The Carnation station was located near the current site of Service Master in Spruce Pine. According to Carolyn Burnette, who supplied this photo, the boy on his bike is Harold Van Blalock. He and his parents, Joe and Mildred Young Blalock, lived next door to the Carnation station. Blalock was killed in a tragic automobile accident on September 13, 1959, at only 22 years old.

When the Carnation Dairy receiving station opened in Spruce Pine on September 4, 1941, the Asheville Citizen reported that a large crowd was in attendance to hear speeches by state and corporate officials.  An open house was held prior to the speechmaking, and “iced chocolate drinks made from Carnation milk “were served.

Prior to the station’s establishment, local farmers sold their milk to Biltmore Dairies of Asheville on a limited basis.  Speechmakers at the opening of the receiving station in Spruce Pine claimed it was the “biggest event in Mitchell County in probably 100 years” and emphasized that local income from the dairy industry would not diminish as had minerals and timber; instead, farmers’ income would increase as the demand for condensed milk grew.   They also spoke of the natural enrichment of the soil that accompanied dairy farms.

Mitchell County dairy farmers produced Grade C milk, from which evaporated milk was produced.  Only a few farmers could afford the upgrades in buildings and equipment required for Grade A, or fluid, milk for drinking.  Raw milk delivered to the Spruce Pine station was taken to the Carnation Condensery in Statesville, NC, established in 1936; daily output from the Spruce Pine Carnation station was about 60,000 pounds of milk, which made 150 cases of evaporated milk.

For a time, dairy farming provided more income for local farmers than any other agricultural work; it yielded an annual revenue of about half a million dollars for the more than 600 Mitchell County farmers who brought their raw milk to the station.
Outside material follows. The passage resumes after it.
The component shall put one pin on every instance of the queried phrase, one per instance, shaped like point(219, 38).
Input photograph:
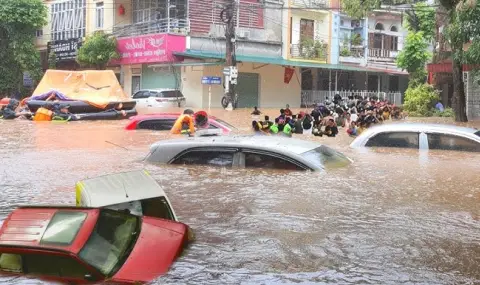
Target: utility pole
point(230, 71)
One of the speakers at the opening was S.T. Henry, owner of a dairy farm on the site of today’s golf course.  He said that the dairy business would radically change, passing out of the hands of farmwives, “who had heretofore sold small amounts of butter and milk for pin money.  Selling milk to such markets as are now opening here… will be a man’s business.”  Sexism aside, collaboration among the Carnation Company, State agricultural offices, and local farmers also led to opportunities for local boys and girls to participate in 4H and other agricultural programs (Tri-County News 2-21-1950).  The young people were often spotlighted in news reports over the next few years as breeders of the dairy cattle exhibited at the Annual Tri-County Cattle Show held at the old Mayland Fairgrounds.

This researcher was unable to find when the receiving station shut down, but it was still in operation in 1953 according to a February 23rd article in the Asheville Citizen-Times.  Does anyone know when the station closed?